Все же книга напугала Игоря, хотя он не признался в этом никому. На вопрос Андрея: «Что скажешь?» – отшутился, что выбирает второй путь. Это мысль из произведения, чтобы не подумали, будто парень пренебрег чтением. Конечно, больше всего он хотел подыграть Андрею.

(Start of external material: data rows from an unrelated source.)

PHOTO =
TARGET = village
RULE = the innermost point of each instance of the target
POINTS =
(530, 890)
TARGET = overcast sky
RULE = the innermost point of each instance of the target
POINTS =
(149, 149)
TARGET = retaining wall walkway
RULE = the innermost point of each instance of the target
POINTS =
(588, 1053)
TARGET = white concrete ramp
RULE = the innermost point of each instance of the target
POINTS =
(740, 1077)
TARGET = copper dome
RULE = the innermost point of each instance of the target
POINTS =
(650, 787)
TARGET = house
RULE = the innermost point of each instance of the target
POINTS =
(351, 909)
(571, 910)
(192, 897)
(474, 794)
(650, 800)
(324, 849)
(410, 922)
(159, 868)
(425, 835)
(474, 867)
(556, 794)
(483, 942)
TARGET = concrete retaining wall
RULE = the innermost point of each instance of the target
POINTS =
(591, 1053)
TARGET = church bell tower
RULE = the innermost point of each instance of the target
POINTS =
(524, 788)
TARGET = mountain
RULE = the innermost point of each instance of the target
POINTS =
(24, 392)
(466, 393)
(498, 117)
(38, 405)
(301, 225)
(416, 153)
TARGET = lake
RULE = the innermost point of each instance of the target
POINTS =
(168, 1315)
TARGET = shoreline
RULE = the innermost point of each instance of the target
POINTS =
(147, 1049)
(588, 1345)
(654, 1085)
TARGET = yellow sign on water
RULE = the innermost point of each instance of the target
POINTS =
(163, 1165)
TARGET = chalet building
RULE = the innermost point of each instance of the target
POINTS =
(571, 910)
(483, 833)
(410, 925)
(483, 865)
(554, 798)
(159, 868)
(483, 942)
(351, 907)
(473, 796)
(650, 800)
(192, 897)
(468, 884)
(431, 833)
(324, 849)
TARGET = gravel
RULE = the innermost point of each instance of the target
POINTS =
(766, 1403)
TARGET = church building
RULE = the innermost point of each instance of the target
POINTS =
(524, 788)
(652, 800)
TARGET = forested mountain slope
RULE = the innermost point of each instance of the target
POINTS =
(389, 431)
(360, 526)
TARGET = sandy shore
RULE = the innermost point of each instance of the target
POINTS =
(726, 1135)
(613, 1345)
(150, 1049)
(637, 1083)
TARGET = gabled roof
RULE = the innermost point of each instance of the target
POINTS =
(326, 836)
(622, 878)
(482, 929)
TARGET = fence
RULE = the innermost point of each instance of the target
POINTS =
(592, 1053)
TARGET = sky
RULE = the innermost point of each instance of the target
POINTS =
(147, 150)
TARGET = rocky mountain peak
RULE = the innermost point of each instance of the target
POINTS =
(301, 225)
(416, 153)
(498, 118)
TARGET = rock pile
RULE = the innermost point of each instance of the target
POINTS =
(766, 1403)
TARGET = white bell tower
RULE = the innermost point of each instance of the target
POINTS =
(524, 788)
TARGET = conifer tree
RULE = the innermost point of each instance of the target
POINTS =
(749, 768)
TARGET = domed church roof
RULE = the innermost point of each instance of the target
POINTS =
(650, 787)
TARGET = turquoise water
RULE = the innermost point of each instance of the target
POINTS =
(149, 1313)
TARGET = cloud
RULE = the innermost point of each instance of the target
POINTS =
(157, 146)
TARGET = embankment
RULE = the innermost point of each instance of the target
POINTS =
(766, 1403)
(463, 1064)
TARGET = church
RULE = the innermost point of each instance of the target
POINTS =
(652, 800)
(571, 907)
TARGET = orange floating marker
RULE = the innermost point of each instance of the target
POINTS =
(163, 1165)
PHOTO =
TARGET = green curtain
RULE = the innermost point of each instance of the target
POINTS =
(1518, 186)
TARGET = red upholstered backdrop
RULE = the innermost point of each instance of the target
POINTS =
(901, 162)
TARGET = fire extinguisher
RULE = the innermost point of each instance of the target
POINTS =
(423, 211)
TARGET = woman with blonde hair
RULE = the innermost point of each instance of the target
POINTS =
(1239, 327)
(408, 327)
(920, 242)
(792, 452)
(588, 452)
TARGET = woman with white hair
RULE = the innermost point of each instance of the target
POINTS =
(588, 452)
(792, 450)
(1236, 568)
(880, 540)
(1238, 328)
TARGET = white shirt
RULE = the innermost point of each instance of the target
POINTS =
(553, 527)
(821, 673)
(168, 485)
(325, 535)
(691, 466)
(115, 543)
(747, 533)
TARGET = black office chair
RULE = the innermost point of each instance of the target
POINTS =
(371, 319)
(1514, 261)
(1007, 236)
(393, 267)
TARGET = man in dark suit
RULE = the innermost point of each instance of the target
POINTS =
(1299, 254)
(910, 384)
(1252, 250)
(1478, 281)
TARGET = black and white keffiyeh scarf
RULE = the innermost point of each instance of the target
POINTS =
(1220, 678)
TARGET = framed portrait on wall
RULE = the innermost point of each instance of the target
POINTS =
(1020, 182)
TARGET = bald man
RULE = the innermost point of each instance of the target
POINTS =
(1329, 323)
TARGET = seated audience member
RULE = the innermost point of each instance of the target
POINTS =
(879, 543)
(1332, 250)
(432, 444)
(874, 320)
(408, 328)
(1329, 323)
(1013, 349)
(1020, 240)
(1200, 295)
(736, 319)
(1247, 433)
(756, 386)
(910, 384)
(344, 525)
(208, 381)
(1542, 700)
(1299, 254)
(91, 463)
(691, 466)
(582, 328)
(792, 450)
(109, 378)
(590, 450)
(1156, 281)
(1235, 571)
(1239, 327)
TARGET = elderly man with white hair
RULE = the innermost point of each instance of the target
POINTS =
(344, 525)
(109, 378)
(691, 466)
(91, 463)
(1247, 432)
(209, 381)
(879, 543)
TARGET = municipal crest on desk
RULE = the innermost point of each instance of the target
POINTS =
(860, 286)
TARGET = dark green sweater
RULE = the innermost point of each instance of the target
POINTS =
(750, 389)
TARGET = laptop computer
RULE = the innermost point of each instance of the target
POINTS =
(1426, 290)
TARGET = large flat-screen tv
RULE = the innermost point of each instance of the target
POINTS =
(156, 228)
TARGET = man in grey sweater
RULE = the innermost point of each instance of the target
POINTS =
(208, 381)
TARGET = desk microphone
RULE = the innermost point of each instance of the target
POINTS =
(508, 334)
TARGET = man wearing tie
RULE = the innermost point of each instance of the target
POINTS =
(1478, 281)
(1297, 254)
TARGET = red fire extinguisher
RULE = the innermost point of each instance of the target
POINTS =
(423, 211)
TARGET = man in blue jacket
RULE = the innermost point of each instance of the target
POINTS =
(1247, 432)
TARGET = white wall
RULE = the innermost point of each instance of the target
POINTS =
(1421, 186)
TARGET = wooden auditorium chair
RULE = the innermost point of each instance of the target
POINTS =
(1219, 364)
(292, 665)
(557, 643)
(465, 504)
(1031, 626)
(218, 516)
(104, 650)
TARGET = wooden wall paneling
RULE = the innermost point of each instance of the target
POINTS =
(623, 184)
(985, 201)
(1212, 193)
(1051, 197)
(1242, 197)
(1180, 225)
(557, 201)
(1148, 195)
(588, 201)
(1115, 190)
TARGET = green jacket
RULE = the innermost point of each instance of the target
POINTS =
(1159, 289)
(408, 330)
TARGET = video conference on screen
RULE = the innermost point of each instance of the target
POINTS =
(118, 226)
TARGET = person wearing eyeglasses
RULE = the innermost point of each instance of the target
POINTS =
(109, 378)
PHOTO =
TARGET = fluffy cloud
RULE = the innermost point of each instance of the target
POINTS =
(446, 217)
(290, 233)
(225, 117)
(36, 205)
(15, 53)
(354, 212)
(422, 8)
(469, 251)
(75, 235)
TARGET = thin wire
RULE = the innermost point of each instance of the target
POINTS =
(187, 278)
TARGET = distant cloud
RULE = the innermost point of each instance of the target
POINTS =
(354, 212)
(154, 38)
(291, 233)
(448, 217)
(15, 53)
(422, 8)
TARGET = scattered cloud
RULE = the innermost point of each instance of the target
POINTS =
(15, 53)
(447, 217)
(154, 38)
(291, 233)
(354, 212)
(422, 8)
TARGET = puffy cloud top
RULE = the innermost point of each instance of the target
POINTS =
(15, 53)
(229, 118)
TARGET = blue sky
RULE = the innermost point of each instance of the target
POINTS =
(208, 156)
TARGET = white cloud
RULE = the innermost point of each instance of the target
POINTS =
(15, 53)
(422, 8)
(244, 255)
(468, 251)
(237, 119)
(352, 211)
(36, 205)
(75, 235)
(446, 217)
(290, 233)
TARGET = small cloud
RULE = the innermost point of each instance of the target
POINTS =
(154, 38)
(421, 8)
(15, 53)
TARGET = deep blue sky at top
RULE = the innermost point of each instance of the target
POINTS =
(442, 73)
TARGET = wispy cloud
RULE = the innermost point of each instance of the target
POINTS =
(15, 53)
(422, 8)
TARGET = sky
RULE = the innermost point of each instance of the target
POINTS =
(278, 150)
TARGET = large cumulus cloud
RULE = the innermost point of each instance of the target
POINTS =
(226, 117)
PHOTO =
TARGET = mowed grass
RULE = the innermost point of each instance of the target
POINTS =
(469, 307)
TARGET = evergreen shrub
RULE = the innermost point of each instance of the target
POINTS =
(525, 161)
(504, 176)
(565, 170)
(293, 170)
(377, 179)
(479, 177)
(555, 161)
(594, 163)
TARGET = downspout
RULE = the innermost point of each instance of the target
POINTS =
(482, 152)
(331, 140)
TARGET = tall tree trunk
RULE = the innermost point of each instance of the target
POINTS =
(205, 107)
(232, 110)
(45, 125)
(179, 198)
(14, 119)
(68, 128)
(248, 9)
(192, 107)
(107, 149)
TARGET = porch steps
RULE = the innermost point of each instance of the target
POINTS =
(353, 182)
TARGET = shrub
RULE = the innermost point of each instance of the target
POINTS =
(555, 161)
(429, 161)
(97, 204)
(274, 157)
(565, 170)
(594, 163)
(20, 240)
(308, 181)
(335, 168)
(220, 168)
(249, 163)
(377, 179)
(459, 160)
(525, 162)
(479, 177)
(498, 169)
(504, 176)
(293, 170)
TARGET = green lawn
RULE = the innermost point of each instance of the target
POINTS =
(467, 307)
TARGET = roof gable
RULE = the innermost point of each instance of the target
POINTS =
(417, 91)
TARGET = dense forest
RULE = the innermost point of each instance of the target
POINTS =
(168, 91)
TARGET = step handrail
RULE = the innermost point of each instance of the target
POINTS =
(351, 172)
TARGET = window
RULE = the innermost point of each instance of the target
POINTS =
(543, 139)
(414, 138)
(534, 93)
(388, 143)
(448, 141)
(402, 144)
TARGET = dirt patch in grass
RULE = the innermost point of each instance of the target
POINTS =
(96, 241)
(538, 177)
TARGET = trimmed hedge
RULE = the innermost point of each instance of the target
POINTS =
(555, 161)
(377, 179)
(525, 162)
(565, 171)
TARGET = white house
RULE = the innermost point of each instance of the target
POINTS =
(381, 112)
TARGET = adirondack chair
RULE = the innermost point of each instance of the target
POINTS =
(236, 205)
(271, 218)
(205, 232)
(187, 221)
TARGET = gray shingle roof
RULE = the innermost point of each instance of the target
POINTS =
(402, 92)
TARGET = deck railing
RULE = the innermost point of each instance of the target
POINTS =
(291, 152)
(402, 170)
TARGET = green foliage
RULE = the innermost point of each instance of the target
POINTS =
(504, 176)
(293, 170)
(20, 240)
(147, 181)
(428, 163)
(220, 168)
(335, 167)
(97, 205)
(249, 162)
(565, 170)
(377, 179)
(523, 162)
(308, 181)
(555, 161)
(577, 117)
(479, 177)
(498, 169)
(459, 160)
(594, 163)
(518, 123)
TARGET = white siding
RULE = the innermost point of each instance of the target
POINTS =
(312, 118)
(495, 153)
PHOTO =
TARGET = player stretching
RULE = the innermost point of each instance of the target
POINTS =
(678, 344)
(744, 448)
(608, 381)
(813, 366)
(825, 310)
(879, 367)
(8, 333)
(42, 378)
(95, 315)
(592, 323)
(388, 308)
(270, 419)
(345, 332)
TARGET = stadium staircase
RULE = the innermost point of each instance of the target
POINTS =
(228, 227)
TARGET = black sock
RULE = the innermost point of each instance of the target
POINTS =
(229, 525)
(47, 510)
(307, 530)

– С каких пор ты стал эпикурейцем? – усомнился Андрей. Игорь пожал плечами, но про себя согласился: если по-честному, то ему по душе четвертый – путь слабости. Потому что с момента прочтения книги не было ни одного дня, чтобы он не переставал рассуждать о неизбежности смерти. Как будто влез в шкуру Толстого и теперь только и думал, что проживет жизнь бессмысленно, без понимания, можно ли это изменить. А от такого осознания страх неминуемости кончины был еще ужаснее. Теперь каждый день перед молодым человеком представали картины, одна «краше» другой: вот он в золоченом гробу или в простом, обитом черно-красным ситцем; а вот во фраке с бабочкой и в черной сорочке с белым галстуком; или же в костюме, в камуфляже цвета хаки. Словом, он воображал себя, особенно перед сном, на смертном одре в разных вариациях. Игоря охватывал ужас не только от предстоящего умирания, но и от полного осознания факта своей никчемности, ненужности, бессмысленности прожитых лет.